Diversifying your holdings is always a good idea. The FDIC insures every depositor at every institution, so spreading your wealth offers more coverage. Having a second banking relationship also makes it easy to quickly transfer funds to a safe place if you’re worried your bank is shaky.

“Always have a backup strategy; hope is not a strategy,” said Jeni Mayorskaya, founder of the Stork Club, which creates reproductive health benefit packages that companies can offer their employees.

She has raised more than $30 million from investors and was encouraged to keep her funds at Silicon Valley Bank. But when she started hearing rumors that the bank might fail, she opened accounts elsewhere.

“I grew up in Russia in the 1990s and what we saw was a financial collapse every five years,” he said. “We learned that you always have a diversification strategy.”

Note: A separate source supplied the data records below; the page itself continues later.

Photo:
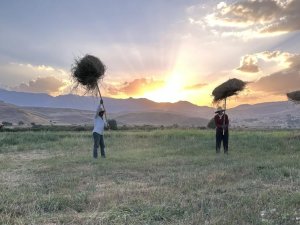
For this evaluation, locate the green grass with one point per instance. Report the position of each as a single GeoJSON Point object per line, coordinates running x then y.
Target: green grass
{"type": "Point", "coordinates": [150, 177]}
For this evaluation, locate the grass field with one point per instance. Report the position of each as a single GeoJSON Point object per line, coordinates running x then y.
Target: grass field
{"type": "Point", "coordinates": [150, 177]}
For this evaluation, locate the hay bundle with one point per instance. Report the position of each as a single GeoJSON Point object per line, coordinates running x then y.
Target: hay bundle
{"type": "Point", "coordinates": [228, 88]}
{"type": "Point", "coordinates": [87, 71]}
{"type": "Point", "coordinates": [294, 96]}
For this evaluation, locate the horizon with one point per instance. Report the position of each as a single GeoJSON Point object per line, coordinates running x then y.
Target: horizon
{"type": "Point", "coordinates": [142, 98]}
{"type": "Point", "coordinates": [155, 50]}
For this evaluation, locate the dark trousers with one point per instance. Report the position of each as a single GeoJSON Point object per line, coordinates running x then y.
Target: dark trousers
{"type": "Point", "coordinates": [98, 141]}
{"type": "Point", "coordinates": [222, 137]}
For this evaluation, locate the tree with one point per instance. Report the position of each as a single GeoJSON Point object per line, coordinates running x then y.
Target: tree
{"type": "Point", "coordinates": [211, 124]}
{"type": "Point", "coordinates": [112, 124]}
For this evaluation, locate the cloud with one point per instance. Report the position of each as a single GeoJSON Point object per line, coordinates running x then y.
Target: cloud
{"type": "Point", "coordinates": [282, 81]}
{"type": "Point", "coordinates": [248, 64]}
{"type": "Point", "coordinates": [13, 74]}
{"type": "Point", "coordinates": [50, 85]}
{"type": "Point", "coordinates": [137, 87]}
{"type": "Point", "coordinates": [256, 18]}
{"type": "Point", "coordinates": [195, 87]}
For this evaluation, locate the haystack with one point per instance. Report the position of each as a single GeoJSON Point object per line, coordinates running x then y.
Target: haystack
{"type": "Point", "coordinates": [87, 71]}
{"type": "Point", "coordinates": [294, 96]}
{"type": "Point", "coordinates": [227, 89]}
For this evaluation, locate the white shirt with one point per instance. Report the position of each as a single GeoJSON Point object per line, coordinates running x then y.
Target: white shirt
{"type": "Point", "coordinates": [98, 122]}
{"type": "Point", "coordinates": [98, 125]}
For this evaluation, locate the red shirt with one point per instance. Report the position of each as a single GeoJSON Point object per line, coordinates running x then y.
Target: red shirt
{"type": "Point", "coordinates": [220, 121]}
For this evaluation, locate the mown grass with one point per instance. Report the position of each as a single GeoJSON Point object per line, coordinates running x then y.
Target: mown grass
{"type": "Point", "coordinates": [150, 177]}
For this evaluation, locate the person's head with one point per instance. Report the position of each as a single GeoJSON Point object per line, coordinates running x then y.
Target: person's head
{"type": "Point", "coordinates": [220, 111]}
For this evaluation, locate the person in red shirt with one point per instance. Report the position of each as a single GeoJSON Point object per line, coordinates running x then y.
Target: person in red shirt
{"type": "Point", "coordinates": [222, 123]}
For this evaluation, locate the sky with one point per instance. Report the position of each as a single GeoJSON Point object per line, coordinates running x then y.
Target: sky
{"type": "Point", "coordinates": [163, 50]}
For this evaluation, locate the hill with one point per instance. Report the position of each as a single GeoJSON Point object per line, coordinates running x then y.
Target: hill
{"type": "Point", "coordinates": [14, 114]}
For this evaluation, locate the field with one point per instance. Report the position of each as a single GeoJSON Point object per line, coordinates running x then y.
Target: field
{"type": "Point", "coordinates": [169, 176]}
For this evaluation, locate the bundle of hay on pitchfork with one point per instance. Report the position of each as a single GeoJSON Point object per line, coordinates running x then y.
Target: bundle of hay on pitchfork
{"type": "Point", "coordinates": [87, 71]}
{"type": "Point", "coordinates": [228, 89]}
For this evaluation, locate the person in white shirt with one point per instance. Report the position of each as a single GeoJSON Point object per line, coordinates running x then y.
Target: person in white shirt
{"type": "Point", "coordinates": [98, 132]}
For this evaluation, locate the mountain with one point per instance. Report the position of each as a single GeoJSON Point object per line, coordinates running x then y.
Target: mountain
{"type": "Point", "coordinates": [73, 109]}
{"type": "Point", "coordinates": [160, 118]}
{"type": "Point", "coordinates": [14, 114]}
{"type": "Point", "coordinates": [112, 105]}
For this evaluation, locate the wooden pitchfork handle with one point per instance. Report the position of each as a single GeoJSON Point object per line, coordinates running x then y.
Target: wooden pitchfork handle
{"type": "Point", "coordinates": [224, 118]}
{"type": "Point", "coordinates": [101, 102]}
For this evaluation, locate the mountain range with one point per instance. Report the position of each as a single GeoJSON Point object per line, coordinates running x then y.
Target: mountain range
{"type": "Point", "coordinates": [74, 109]}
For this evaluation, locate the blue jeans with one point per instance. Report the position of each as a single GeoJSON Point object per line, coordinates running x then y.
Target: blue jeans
{"type": "Point", "coordinates": [98, 141]}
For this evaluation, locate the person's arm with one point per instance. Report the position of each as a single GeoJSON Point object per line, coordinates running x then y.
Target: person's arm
{"type": "Point", "coordinates": [98, 110]}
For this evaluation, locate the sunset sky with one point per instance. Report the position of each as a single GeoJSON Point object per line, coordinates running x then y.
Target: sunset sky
{"type": "Point", "coordinates": [163, 50]}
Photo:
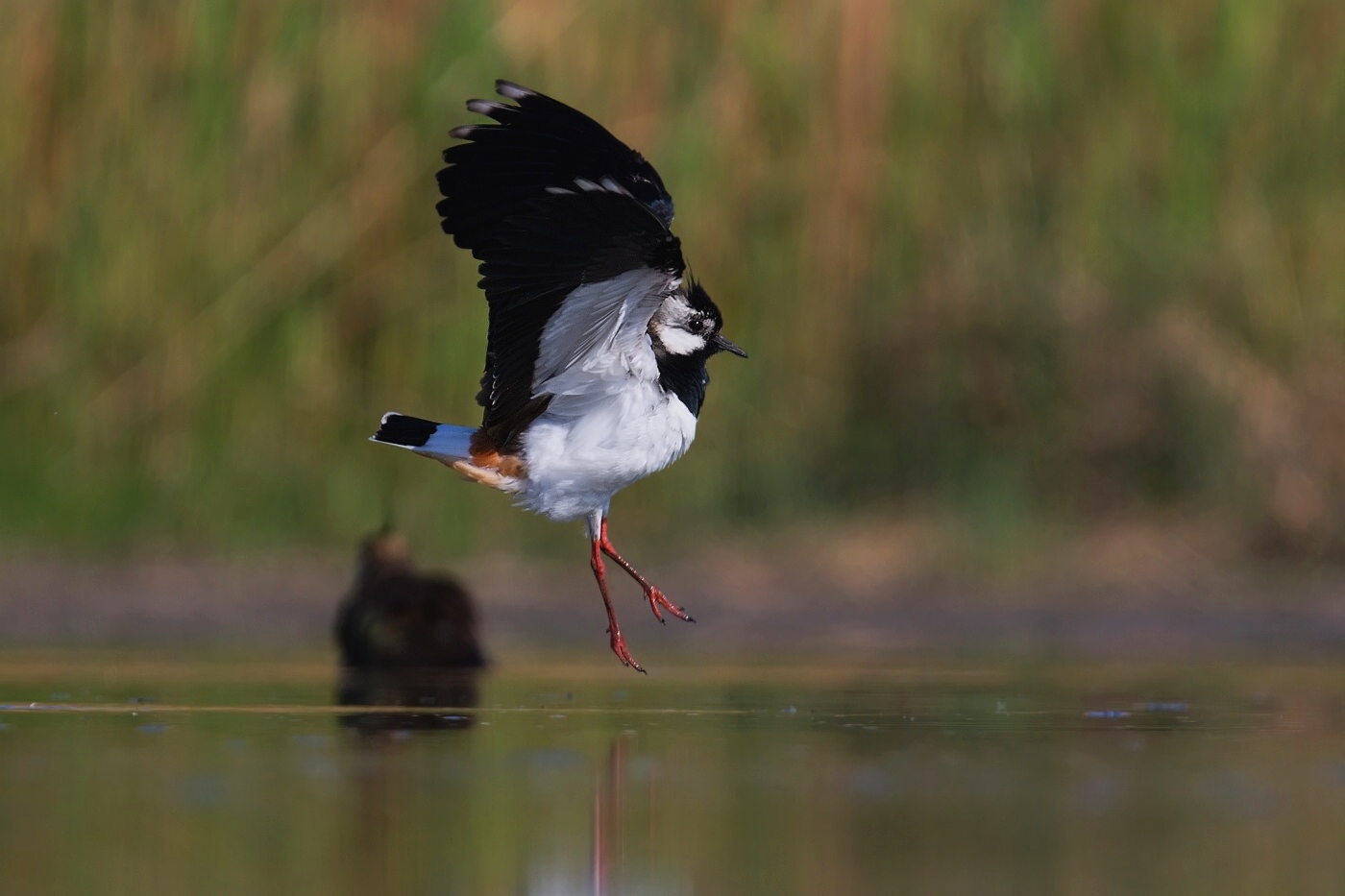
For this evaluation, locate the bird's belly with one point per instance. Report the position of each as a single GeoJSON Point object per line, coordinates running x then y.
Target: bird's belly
{"type": "Point", "coordinates": [584, 449]}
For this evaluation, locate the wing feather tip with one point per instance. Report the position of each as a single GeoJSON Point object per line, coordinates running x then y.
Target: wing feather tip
{"type": "Point", "coordinates": [511, 90]}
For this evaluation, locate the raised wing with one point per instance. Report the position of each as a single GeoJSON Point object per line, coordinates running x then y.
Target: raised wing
{"type": "Point", "coordinates": [572, 281]}
{"type": "Point", "coordinates": [571, 228]}
{"type": "Point", "coordinates": [537, 147]}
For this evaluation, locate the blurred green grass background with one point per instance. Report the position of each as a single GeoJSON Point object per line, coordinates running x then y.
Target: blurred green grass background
{"type": "Point", "coordinates": [1008, 262]}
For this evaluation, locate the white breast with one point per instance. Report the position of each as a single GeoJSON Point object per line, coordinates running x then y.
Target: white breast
{"type": "Point", "coordinates": [585, 448]}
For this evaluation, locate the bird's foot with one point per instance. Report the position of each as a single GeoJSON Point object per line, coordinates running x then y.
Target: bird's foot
{"type": "Point", "coordinates": [622, 651]}
{"type": "Point", "coordinates": [658, 599]}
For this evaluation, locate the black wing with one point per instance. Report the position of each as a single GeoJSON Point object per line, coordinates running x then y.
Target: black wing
{"type": "Point", "coordinates": [548, 201]}
{"type": "Point", "coordinates": [540, 144]}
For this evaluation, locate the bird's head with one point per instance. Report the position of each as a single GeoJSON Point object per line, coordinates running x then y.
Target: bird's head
{"type": "Point", "coordinates": [689, 325]}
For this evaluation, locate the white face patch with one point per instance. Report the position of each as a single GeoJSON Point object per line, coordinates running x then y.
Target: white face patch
{"type": "Point", "coordinates": [672, 327]}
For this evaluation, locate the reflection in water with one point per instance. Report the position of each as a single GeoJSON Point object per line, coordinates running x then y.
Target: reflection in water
{"type": "Point", "coordinates": [407, 688]}
{"type": "Point", "coordinates": [740, 781]}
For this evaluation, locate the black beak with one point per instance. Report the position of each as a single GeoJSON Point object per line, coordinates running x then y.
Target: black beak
{"type": "Point", "coordinates": [723, 345]}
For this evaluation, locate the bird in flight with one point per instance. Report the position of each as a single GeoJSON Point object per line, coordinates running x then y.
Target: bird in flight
{"type": "Point", "coordinates": [595, 358]}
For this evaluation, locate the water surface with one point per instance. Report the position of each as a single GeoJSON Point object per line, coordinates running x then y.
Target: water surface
{"type": "Point", "coordinates": [231, 775]}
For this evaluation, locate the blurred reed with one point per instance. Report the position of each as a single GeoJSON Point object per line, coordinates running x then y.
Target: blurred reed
{"type": "Point", "coordinates": [1011, 261]}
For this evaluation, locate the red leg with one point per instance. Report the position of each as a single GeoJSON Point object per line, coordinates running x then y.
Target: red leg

Banks can mitigate risk through the IntraFi Network, a system that can split a customer’s large deposit into parts that are less than the $250,000 limit. It then sends those chunks to other banks in the system, essentially giving customers multiple FDIC-insured accounts without having to open and track each account.

Customers have two options for how it happens.

In the first situation, banks divide a customer’s money into certificates of deposit of less than $250,000 and place those accounts with other institutions. CDs earn interest, but the downside is that money cannot be withdrawn without penalty before the CDs mature.

The second option is a sweep account, in which a customer’s balance in excess of $250,000 is “swept” nightly to other banks on the IntraFi Network in smaller blocks.

With either option, these deposits are protected by the FDIC because they are technically located elsewhere.

“This has been more relevant in recent weeks,” said Matthew Burke, chief executive of Cape Cod 5, a 168-year-old community bank in Massachusetts. “Customers can still log in and view their accounts, but essentially we got 100 percent FDIC insurance.”

The service is free but relevant only for companies with uninsured deposits. For Cape Cod 5, that means fewer than 1,000 of its more than 100,000 customers. Mr. Burke has been reaching out to those clients to set up sweep accounts. Some have refused, saying they are comfortable with the bank’s track record.

But others, like the accounting firm Glivinski & Associates, are using the service. Because Glivinski handles his clients’ financial affairs, he needs to have access to cash, and sweep accounts allow him to have working capital and keep it secured.

Glivinski has also been referring his clients to Mr. Burke to set up sweep accounts. “Nearly 80 percent of our clients are nonprofit organizations,” said Valerie Silva, Glivinski’s chief operating officer. “Even they have more than the FDIC limits on the bank because their budgets are in the millions.”

The Silicon Valley Bank collapse caused unexpected consequences for small businesses because several payroll processing companies worked there and their funds were temporarily held while federal regulators ironed out the problem. Meanwhile, those companies couldn’t cut the salaries of their clients’ employees.

One of the lessons Ms. Wirt, the owner of Latched Mama, learned was: Ask where their service providers bank. She was pleased to learn that Gusto, her payroll company, had backups. If she were caught in a bank collapse, Gusto said, she could easily handle Ms. Wirt’s payroll from another account.

“We say it’s good to have a redundant payroll processing system,” said Mike Taylor, Gusto’s chief financial officer.